3. Il Collegio ritiene che quest'ultimo indirizzo interpretativo vada confermato.

3.1. Come analiticamente sottolineato nella citata Cass. n. 21597 del 2016, la lettera dell'art. 206 c.d.s., comma primo (per il quale "se il pagamento non è effettuato nei termini previsti dagli articoli 202 e 204, salvo quanto disposto dall'ultimo comma dell'art. 22 della legge 24 novembre 1981, n. 689, la riscossione delle somme dovute a titolo di sanzione amministrativa pecuniaria è regolata dall'articolo 27 della stessa legge 24 novembre 1981, n. 689"), potrebbe indurre a ritenere che il rinvio all'art. 27 si riferisca esclusivamente alle modalità di riscossione mediante ruoli, non anche agli importi da iscrivere a ruolo, che resterebbero perciò disciplinati dall'art. 203, c.d.s., com[m]a terzo.

Vi sono però dati interpretativi di sistema che inducono a ritenere che il rinvio sia fatto alla norma nella sua interezza: in primo luogo, la mancata limitazione del rinvio ad uno, o più, dei diversi commi di cui l'art. 27 si compone; in secondo luogo, il testo dell'art. 203 c.d.s., comma terzo (per il quale "qualora nei termini previsti non sia stato proposto ricorso e non sia avvenuto il pagamento in misura ridotta, il verbale, in deroga alle disposizioni di cui all'articolo 17 della l. 24 novembre 1981, n. 689, costituisce titolo esecutivo per una somma pari alla metà del massimo della sanzione amministrativa edittale e per le spese di procedimento"), che mentre contiene una deroga espressa all'art. 17 della l. n. 689 del 1981, non altrettanto prevede rispetto all'art. 27, comma sesto, della medesima legge; in terzo luogo, infine, la funzione che quest'ultima norma attribuisce alla sanzione aggiuntiva, vale a dire quella di assorbimento degli interessi eventualmente previsti dalle disposizioni vigenti (questa funzione è coerente con l'intero sistema di irrogazione e di riscossione delle sanzioni amministrative per violazioni previste dal Codice della Strada, poiché gli interessi sono esclusi dalla previsione dell'art. 203 c.d.s. e non vi è alcuna norma apposita che ne regoli la riscossione in difformità da quanto previsto dall'art. 27).
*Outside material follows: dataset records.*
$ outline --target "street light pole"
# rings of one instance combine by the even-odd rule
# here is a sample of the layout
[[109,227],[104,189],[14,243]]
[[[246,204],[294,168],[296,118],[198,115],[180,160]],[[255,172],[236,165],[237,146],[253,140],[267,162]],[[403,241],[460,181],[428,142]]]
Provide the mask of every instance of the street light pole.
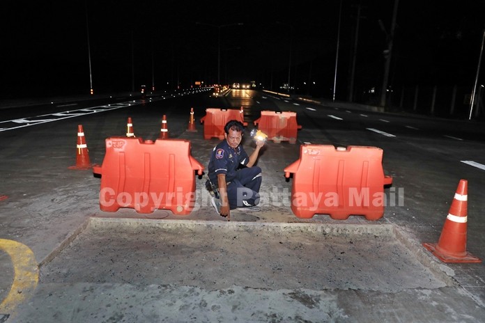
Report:
[[210,26],[211,27],[215,27],[217,30],[217,84],[221,84],[221,28],[229,27],[229,26],[243,26],[244,24],[243,22],[236,22],[234,24],[207,24],[206,22],[196,22],[197,24],[205,24],[207,26]]
[[89,90],[90,93],[91,95],[94,94],[94,90],[93,89],[93,73],[91,72],[91,47],[89,45],[89,24],[88,22],[88,3],[86,1],[84,1],[84,6],[86,8],[86,34],[88,36],[88,59],[89,61]]
[[475,77],[475,82],[473,85],[473,91],[472,92],[472,100],[470,104],[470,116],[468,116],[468,120],[472,120],[472,112],[473,112],[473,105],[475,104],[475,93],[477,92],[477,84],[478,84],[478,75],[480,72],[480,63],[482,62],[482,54],[484,52],[484,42],[485,42],[485,30],[484,30],[484,35],[483,36],[482,36],[482,47],[480,48],[480,56],[478,58],[477,77]]
[[288,61],[288,93],[290,93],[290,75],[291,74],[291,42],[293,41],[293,26],[286,22],[276,22],[277,24],[286,24],[290,26],[290,57]]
In conclusione, il principio di diritto di cui alla massima sopra riportata va qui riaffermato nei seguenti termini: «In materia di sanzioni amministrative per violazioni previste dal Codice della Strada va applicata la maggiorazione del dieci per cento semestrale, ai sensi dell'art. 27 della l. n. 689 del 1981, per il caso di ritardo nel pagamento della somma dovuta, sicché è legittima l'iscrizione a ruolo, e l'emissione della relativa cartella esattoriale, per un importo che includa, oltre a quanto dovuto per la sanzione principale e per le spese del procedimento, anche l'aumento derivante dalla sanzione aggiuntiva».
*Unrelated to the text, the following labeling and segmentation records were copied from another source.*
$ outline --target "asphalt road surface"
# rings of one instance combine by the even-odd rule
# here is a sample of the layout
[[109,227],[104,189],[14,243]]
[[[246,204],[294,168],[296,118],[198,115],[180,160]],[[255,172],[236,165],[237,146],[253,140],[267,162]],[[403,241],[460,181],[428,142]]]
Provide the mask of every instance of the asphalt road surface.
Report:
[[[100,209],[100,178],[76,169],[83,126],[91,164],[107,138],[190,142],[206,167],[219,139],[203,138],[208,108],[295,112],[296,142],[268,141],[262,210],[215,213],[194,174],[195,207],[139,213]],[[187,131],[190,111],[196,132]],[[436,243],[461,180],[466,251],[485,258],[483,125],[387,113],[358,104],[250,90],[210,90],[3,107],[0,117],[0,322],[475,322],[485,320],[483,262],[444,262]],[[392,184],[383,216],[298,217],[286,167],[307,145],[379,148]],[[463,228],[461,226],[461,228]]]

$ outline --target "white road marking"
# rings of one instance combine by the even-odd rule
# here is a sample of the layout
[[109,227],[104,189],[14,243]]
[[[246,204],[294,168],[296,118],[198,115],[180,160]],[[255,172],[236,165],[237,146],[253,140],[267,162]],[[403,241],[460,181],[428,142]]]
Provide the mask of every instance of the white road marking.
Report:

4. I motivi di ricorso vanno perciò accolti e la sentenza impugnata va cassata nei limiti dell'accoglimento medesimo.

4.1. Poiché non sono necessari ulteriori accertamenti di fatto, questa Corte decide nel merito ai sensi dell'art. 384, comma secondo, ult. inc., c.p.c. Alla stregua del principio di diritto di cui sopra, va reputata corretta l'applicazione delle maggiorazioni per le quali è stata fatta l'iscrizione a ruolo ai sensi dell'art. 27 della l. n. 689 del 1981 e quindi vanno respinte le corrispondenti censure dell'opponente.
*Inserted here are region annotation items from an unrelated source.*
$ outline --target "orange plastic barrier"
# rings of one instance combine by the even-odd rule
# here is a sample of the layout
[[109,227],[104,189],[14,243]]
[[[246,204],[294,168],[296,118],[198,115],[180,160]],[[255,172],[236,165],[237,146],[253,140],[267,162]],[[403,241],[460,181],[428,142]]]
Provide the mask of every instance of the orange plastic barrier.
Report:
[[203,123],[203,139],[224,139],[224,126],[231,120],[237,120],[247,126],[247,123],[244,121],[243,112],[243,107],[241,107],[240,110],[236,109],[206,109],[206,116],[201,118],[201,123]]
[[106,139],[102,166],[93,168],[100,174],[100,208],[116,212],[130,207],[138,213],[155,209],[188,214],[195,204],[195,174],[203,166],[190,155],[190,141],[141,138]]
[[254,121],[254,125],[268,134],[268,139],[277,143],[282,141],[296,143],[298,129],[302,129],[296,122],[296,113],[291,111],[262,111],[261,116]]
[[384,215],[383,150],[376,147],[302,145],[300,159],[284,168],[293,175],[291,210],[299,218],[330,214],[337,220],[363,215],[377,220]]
4.2. Il contrasto esistente in merito all'applicabilità dell'art. 27 della l. n. 689 del 1981 ed il chiarimento soltanto di recente offerto dalle sentenze di questa Corte n. 1884 e n. 21259 del 2016 costituiscono motivi che giustificano la decisione, ex art. 92 c.p.c., di compensare interamente fra le parti le spese del giudizio di appello e di cassazione.

P.Q.M.

La Corte accoglie i motivi di ricorso. Cassa la sentenza impugnata e, decidendo nel merito, rigetta l'originaria opposizione. Compensa tra le parti le spese del giudizio di appello e di cassazione.